President Reagan has decided to offer U.S. compensation to the families of the 290 people who died aboard an Iranian airliner shot down by a U.S. warship, the White House announced Monday.
Spokesman Marlin Fitzwater said Reagan wanted to "ease the hardship of the families." But he said that no money would go to the Iranian government and stressed that the United States was acting out of humane considerations rather than any legal obligation.Less than an hour before Fitzwater appeared in the White House briefing room, Reagan tipped off reporters, saying, "We all have compassion for the families of those unfortunate people."
The spokesman stressed that the payments would be "ex gratia," or voluntary, and would be subject "to normal U.S. legal requirements, including, if necessary, action by Congress." Consequently, he said, "details concerning time, amount and other matters remain to be worked out."
Fitzwater said that the amount of compensation had not yet been decided upon.

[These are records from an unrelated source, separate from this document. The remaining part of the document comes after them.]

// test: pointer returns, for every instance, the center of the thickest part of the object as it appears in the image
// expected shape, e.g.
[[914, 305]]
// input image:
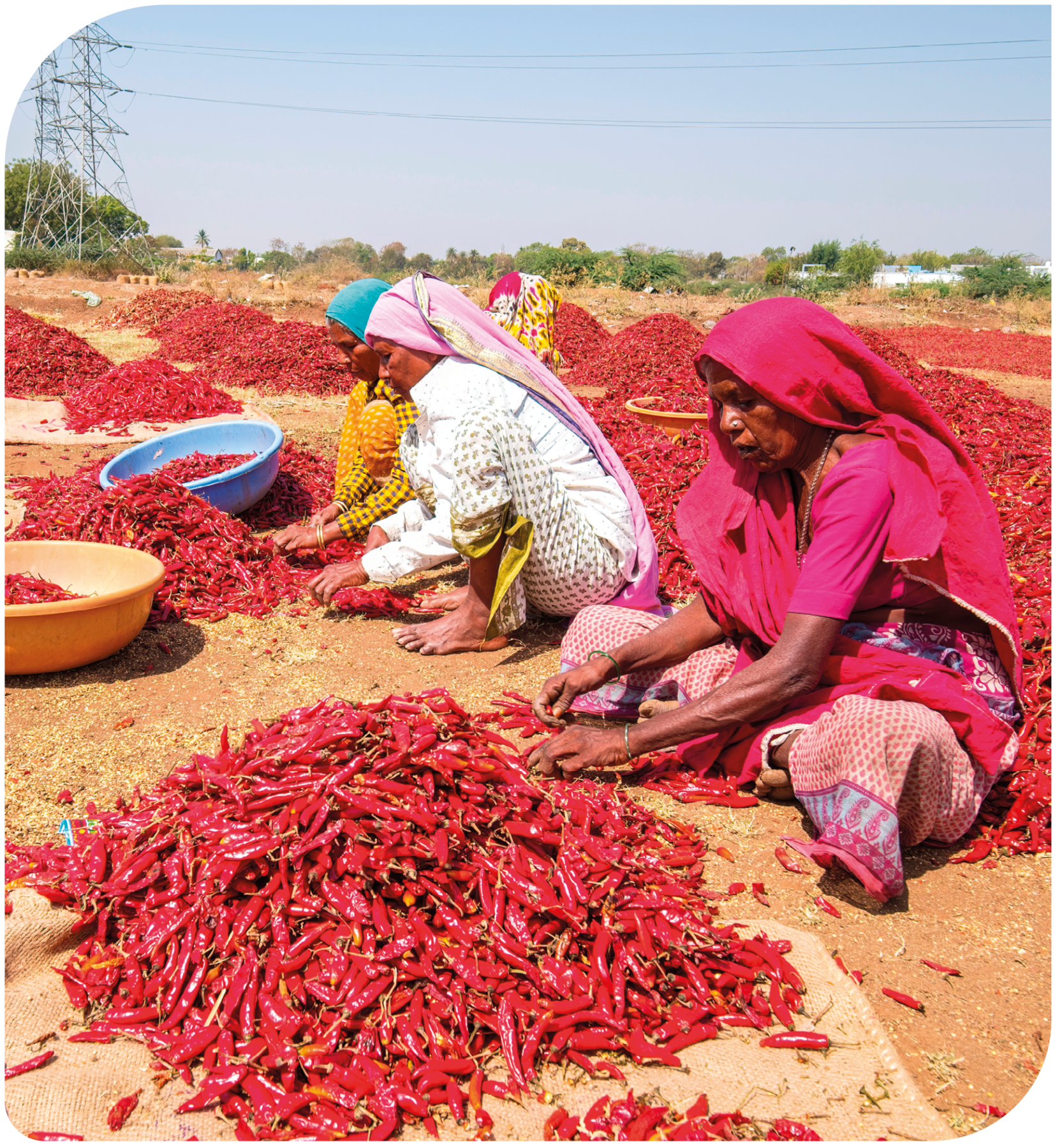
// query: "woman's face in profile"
[[762, 434]]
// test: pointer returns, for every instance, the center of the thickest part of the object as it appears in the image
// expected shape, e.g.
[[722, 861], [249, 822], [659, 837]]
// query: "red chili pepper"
[[788, 861], [814, 1040], [904, 999], [122, 1110], [34, 1062], [941, 968]]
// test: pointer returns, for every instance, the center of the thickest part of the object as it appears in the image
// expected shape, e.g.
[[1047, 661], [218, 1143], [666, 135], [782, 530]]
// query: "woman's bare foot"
[[775, 781], [653, 707], [450, 601], [459, 631]]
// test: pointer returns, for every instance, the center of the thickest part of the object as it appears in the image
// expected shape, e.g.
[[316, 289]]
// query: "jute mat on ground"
[[44, 424], [825, 1091]]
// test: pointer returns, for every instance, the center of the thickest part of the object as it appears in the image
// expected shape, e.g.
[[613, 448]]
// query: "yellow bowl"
[[61, 635], [674, 423]]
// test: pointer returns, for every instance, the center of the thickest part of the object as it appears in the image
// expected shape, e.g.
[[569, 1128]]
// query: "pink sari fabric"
[[739, 528], [878, 776], [425, 314]]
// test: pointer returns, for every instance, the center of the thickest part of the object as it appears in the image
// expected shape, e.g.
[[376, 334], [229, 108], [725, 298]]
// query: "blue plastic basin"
[[232, 490]]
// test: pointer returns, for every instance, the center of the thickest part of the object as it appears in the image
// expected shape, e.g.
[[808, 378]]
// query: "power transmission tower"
[[78, 199]]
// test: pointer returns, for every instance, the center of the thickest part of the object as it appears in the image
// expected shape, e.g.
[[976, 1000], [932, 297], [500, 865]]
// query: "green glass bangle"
[[601, 654]]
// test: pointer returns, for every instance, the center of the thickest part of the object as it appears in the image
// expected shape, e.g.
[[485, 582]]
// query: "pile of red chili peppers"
[[198, 465], [40, 358], [145, 390], [347, 913], [238, 346], [154, 307], [26, 589], [290, 357], [631, 1121], [212, 563], [661, 344], [993, 350], [192, 335], [579, 337]]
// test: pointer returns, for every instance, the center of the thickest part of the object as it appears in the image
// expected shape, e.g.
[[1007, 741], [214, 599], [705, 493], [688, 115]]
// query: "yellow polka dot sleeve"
[[373, 483]]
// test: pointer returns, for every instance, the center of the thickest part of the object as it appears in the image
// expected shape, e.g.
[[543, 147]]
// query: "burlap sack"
[[44, 423], [78, 1087]]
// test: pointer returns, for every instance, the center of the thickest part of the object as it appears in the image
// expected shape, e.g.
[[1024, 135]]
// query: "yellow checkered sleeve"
[[369, 499]]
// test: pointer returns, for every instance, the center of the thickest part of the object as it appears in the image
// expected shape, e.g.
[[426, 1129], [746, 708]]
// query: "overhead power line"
[[580, 55], [374, 63], [545, 121]]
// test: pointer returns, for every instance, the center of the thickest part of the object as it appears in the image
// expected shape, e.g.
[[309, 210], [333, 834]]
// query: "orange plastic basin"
[[61, 635], [674, 423]]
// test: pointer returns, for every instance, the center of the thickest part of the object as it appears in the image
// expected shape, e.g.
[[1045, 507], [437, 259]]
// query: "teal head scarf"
[[351, 305]]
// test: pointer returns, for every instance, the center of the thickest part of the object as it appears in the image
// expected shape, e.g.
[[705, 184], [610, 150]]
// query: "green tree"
[[714, 265], [861, 260], [930, 261], [278, 262], [828, 252], [393, 258], [647, 269], [117, 219], [976, 255]]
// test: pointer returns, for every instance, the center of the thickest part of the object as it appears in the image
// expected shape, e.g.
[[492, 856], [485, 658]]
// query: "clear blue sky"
[[248, 175]]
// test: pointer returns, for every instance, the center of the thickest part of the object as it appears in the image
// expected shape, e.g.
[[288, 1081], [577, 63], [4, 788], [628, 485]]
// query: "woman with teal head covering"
[[370, 482]]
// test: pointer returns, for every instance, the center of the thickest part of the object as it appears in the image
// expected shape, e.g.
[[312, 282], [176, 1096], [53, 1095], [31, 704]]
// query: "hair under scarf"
[[944, 528], [427, 315], [351, 304]]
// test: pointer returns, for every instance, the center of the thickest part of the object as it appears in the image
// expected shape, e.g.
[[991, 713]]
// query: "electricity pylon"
[[78, 199]]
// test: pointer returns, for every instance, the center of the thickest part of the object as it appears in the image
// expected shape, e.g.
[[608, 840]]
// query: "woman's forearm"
[[790, 670], [682, 634]]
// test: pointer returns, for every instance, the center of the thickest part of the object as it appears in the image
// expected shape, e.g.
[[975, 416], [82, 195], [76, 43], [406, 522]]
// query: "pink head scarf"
[[739, 526], [427, 315]]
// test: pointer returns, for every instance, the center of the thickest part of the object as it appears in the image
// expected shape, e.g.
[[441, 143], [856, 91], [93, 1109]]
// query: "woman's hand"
[[578, 749], [377, 538], [325, 516], [297, 538], [330, 580], [561, 690]]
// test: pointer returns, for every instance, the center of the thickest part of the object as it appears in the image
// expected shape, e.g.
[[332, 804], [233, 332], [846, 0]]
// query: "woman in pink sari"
[[855, 637]]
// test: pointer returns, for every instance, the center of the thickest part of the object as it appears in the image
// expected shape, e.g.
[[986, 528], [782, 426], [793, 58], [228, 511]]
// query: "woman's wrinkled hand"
[[578, 749], [325, 516], [559, 691], [374, 539], [333, 578], [297, 538]]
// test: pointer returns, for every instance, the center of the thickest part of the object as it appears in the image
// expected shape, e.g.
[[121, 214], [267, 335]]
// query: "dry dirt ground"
[[984, 1036]]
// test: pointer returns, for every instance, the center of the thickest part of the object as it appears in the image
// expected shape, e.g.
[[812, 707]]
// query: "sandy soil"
[[984, 1036]]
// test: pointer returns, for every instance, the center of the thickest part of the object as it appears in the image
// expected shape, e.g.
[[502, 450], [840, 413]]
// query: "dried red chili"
[[24, 589]]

He said the payments would be made through a third party, whom he did not name. Fitzwater did say the Red Crescent, the arm of the Red Cross in that area of the world, could serve that function.
"This offer of ex gratia compensation is consistent with international practice and is a humanitarian effort to ease the hardship of the families," Fitzwater said. "It is offered on a voluntary basis, not on the basis of any legal liability of obligation."
"We will do everything possible . . . to ensure that this compensation goes directly to the families of the victims involved," he said, "and not to the government."
"Our offer is without strings," Fitzwater said.
The spokesman said that Reagan still believes the "actions of the USS Vincennes . . . were justifiable defensive actions." But Fitzwater characterized the president as "saddened at the tragic deaths of the innocent victims of this accident."
Fitzwater said the decision was not connected with the opening of a U.N. Security Council debate on the incident and said the administration "will not countenance" any impression that it is geared toward improving relations with Tehran or winning the release of nine Americans held hostage in Lebanon by pro-Iranian elements.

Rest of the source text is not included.